In 2018, the Delhi High Court, while ruling in the case of Harsh Mander vs Union of India struck down the Bombay Prevention of Begging Act to the extent it was applicable to Delhi. It said “artificial means to make beggars invisible will not suffice”. Provisions that criminalised poverty and granted unfettered powers to police authorities were held to be unconstitutional.
A year later, in the case of Suhail Rashid Bhat vs State of Jammu and Kashmir, the Jammu and Kashmir High Court held the Prevention of Beggary Act and the Prevention of Beggary Rules (1964) as unconstitutional.
In a public interest litigation filed in 2021, the Supreme Court refused to entertain the petitioner’s plea to restrict beggars from public places amid the outbreak of the Covid-19 pandemic.
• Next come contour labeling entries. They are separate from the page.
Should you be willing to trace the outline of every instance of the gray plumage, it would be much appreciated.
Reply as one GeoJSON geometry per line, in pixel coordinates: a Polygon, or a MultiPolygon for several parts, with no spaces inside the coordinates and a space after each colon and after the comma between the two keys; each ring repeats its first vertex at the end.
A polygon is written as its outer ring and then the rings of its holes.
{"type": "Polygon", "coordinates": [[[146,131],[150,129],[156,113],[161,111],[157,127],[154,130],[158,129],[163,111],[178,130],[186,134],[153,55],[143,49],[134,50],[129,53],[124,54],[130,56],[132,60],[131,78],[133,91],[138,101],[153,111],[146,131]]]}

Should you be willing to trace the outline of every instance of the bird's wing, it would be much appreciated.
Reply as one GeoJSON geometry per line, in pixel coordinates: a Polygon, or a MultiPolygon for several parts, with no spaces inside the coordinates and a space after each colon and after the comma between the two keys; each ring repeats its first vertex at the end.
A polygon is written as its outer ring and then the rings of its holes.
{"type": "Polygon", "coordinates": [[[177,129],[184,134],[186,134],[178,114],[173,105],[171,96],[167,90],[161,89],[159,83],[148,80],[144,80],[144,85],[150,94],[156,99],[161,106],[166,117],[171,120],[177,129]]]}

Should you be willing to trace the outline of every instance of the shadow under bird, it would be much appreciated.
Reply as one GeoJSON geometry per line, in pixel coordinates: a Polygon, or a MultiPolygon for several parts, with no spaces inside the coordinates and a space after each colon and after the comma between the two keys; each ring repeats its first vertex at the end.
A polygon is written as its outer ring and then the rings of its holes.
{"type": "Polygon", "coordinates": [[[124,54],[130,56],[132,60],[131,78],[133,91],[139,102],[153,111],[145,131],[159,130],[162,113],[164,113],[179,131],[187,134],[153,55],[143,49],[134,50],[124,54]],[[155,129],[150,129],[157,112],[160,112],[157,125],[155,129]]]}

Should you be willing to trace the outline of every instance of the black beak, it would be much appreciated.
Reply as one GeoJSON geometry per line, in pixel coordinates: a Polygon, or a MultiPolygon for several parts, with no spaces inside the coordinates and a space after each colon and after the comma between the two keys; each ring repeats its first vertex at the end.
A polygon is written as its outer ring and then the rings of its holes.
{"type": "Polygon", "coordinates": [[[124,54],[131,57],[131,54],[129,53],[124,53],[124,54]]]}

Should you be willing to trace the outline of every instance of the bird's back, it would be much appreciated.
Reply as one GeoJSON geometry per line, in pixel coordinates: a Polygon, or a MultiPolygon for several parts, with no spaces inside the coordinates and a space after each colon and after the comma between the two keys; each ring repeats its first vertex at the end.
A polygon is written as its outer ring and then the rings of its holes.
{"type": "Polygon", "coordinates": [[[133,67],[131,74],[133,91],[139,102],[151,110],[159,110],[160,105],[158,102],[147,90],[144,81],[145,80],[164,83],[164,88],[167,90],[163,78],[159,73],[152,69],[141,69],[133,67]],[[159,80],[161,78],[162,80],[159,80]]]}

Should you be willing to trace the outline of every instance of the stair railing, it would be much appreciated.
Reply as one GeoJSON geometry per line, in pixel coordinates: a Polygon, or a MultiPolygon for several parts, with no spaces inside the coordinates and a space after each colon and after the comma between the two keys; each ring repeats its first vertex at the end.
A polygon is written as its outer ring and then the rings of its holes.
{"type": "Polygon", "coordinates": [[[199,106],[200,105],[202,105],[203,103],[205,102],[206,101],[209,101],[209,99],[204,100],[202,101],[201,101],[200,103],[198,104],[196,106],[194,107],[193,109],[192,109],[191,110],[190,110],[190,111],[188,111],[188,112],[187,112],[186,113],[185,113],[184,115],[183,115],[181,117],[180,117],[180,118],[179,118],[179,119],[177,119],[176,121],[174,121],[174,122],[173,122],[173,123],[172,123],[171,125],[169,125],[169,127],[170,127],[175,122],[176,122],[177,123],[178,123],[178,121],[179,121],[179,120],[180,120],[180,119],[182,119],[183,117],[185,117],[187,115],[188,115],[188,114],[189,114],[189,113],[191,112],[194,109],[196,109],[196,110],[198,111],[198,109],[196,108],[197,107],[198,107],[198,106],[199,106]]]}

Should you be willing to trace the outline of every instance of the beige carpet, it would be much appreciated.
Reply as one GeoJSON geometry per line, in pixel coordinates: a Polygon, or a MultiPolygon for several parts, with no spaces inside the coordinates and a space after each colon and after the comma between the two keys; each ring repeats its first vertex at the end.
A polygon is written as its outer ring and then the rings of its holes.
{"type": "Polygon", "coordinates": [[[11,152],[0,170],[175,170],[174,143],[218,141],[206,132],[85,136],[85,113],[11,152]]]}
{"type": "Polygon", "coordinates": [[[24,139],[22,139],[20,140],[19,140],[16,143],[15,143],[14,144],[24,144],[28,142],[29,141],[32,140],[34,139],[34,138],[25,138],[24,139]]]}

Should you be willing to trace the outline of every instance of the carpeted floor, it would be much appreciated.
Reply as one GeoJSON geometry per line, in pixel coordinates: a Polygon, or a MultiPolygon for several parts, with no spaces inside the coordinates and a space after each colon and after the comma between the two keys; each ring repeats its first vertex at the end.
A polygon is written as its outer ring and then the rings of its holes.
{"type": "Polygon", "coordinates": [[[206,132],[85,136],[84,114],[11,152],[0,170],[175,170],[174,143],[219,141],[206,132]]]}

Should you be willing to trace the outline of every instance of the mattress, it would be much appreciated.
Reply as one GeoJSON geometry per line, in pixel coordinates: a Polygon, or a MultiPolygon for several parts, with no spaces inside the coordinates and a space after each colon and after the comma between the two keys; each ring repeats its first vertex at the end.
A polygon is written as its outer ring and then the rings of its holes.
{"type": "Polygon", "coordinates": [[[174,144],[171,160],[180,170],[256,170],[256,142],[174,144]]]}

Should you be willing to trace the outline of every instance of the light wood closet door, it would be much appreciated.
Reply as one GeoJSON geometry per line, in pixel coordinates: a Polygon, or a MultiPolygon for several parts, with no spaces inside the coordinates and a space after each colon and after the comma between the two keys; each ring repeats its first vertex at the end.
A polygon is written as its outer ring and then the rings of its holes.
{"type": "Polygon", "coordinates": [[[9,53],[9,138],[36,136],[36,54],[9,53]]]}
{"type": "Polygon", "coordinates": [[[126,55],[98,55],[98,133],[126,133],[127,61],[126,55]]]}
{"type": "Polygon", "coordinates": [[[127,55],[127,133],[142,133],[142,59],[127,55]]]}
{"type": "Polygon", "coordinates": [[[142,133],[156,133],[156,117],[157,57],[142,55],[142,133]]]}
The court acknowledged begging as a socio-economic issue that can only be addressed by the state in accordance with the fundamental rights and directive principles stated in the Constitution.
It was expected that the Supreme Court would follow suit and hold the anti-begging laws across India and executive actions banning begging as unconstitutional.
In Vishal Pathak vs Union of India – a case filed in the Supreme Court in 2020 – the petitioner has sought to decriminalise begging and prohibit any ban on begging across India.
But of the six respondent states listed in the case, the Supreme Court, in its order issued in April 2021, noted that none except Bihar had filed a response to its notice. It has been nearly two years since this order, but there has been no progress in the case due to the lack of response from the respondents. The case was last heard on November 3 – only the third time that it was listed for hearing.
Criminalising begging
The existing laws against begging in India do not ensure that the Union government and states fulfil their welfare obligations. Instead, they invisibilise beggars without addressing the root cause of the issue that is poverty, a direct outcome of the state’s failure to provide for its citizens.
Banning begging on the pretext of beautification envisions public places as exclusionary to the beggars, who are considered undesirable. But it is the duty of the state to focus on measures to rehabilitate and reintegrate affected individuals in society.
Issuing orders and notifications to ban or penalise begging reflects poorly on the state and its own vanishing obligations. Such bans give police and law enforcement officials unfettered discretion and violate the constitutional provisions on equality and non-discrimination.
In the case of Nagpur, reports said the police and civic authorities directed the homeless and destitute off the streets and out of the city’s limits. Given the prevailing understanding of the Supreme Court to focus on rehabilitation and not penal action, the executive orders issued in Nagpur defy reason.
The poor have every right to a meaningful life, but the pages of the Constitution should not be where this right begins and ends.
Sneha Priya Yanappa and Avinash Reddy are Research Fellows at Vidhi Centre for Legal Policy.